On Nov. 17, in the midst of the RSV surge, the American Academy of Pediatrics issued updated guidance for palivizumab, an RSV-targeting monoclonal antibody labeled for children at risk of severe RSV, including those with pre-existing lung or heart conditions, and infants with a history of premature birth (less than or equal to 35 weeks’ gestational age).

“If RSV disease activity persists at high levels in a given region through the fall and winter, the AAP supports providing more than five consecutive doses of palivizumab to eligible children,” the update stated.

Insurance companies appear to be responding in kind, covering additional doses for children in need.

“[Payers] have agreed that, if [palivizumab] needs to be given for an additional month or 2 or 3, then they’re making a commitment that they’ll reimburse hospitals for providing that,” Dr. Blumberg said.

For ineligible patients, such as Sebastian, who was born prematurely at 36 weeks – 1 week shy of the label requirement – treatment relies upon supportive care with oxygen and IV fluids.

At home, parents are left with simpler options.

Dr. Blumberg and Dr. Kusma recommended keeping children hydrated, maintaining humidified air, and using saline nose drops with bulb suction to clear mucus.

In the Witts’ experience, that last step may be easier said than done.

“Every time a nurse would walk into the room, Sebastian would yell: ‘Go away, doctor! I don’t want snot sucker!’” Mr. Witt said.

“If you over snot-suck, that’s really uncomfortable for the kid, and really hard for you,” Ms. Witt said. “And it doesn’t make much of a difference. It’s just very hard to find a middle ground, where you’re helping and keeping them comfortable.”

Some parents are turning to novel strategies, such as nebulized hypertonic saline, currently marketed on Amazon for children with RSV.

Although the AAP offers a weak recommendation for nebulized hypertonic saline in children hospitalized more than 72 hours, they advise against it in the emergency setting, citing inconsistent findings in clinical trials.
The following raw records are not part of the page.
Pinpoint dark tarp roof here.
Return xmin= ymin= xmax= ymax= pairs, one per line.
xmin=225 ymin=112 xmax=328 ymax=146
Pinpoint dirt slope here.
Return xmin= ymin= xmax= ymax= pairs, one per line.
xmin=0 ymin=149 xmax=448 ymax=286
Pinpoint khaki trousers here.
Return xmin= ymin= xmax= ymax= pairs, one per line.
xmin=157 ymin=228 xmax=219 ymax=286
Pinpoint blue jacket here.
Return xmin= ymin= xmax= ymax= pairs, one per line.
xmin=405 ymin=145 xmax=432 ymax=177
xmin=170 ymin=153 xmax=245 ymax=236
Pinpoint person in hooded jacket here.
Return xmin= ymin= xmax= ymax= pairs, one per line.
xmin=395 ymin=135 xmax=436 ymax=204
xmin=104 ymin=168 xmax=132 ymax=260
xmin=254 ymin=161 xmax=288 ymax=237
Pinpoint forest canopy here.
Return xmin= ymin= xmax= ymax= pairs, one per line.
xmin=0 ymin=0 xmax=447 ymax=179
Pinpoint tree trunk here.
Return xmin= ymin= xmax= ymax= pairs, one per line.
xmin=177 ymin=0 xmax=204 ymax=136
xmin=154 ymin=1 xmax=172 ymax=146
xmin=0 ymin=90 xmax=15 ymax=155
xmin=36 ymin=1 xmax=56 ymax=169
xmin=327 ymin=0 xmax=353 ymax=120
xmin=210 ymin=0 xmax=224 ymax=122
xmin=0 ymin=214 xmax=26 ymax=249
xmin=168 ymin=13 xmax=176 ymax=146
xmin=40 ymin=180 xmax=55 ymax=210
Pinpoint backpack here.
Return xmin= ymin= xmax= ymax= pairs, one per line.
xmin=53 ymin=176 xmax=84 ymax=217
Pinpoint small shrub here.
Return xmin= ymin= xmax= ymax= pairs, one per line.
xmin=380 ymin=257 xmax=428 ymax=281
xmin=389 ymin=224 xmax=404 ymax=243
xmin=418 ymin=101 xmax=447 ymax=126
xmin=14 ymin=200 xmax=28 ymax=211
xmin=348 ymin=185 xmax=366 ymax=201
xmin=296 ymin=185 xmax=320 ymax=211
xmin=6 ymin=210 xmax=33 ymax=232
To any parents tempted by thousands of positive Amazon reviews, Dr. Blumberg said, “I wouldn’t waste my money on that.”

Dr. Kusma agreed.

“[Nebulized hypertonic saline] can be irritating,” she said. “It’s saltwater, essentially. If a parent is in the position where they’re worried about their child’s breathing to the point that they think they need to use it, I would err on the side of calling your pediatrician and being seen.”
 

Going in, coming home

Dr. Kusma said parents should seek medical attention if a child is breathing faster and working harder to get air. Increased work of breathing is characterized by pulling of the skin at the notch where the throat meets the chest bone (tracheal tugging), and flattening of the belly that makes the ribcage more prominent.

Mr. Witt saw these signs in Sebastian. He knew they were significant, because a friend who is a nurse had previously shown him some examples of children who exhibited these symptoms online.

“That’s how I knew that things were actually really dangerous,” Mr. Witt said. “Had she not shown me those videos a month and a half before this happened, I don’t know that we would have hit the alarm bell as quickly as we did.”

After spending their second night and the following day in a cramped preoperative room converted to manage overflow from the emergency department, Sebastian’s condition improved, and he was discharged. The Witts are relieved to be home, but frustrations from their ordeal remain, especially considering the estimated $5,000 in out-of-pocket costs they expect to pay.

“How is this our health care system?” Ms. Witt asked. “This is unbelievable.”
 

An optimistic outlook

RSV seasons typically demonstrate a clear peak, followed by a decline through the rest of the season, suggesting better times lie ahead; however, this season has been anything but typical.

“I’m hopeful that it will just go away and stay away,” Dr. Kusma said, citing this trend. “But I can’t know for sure.”

To anxious parents, Dr. Blumberg offered an optimistic view of RSV seasons to come.

“There’s hope,” he said. “There are vaccines that are being developed that are very close to FDA approval. So, it’s possible that this time next year, we might have widespread RSV vaccination available for children so that we don’t have to go through this nightmare again.”

Dr. Blumberg and Dr. Kusma disclosed no relevant conflicts of interest.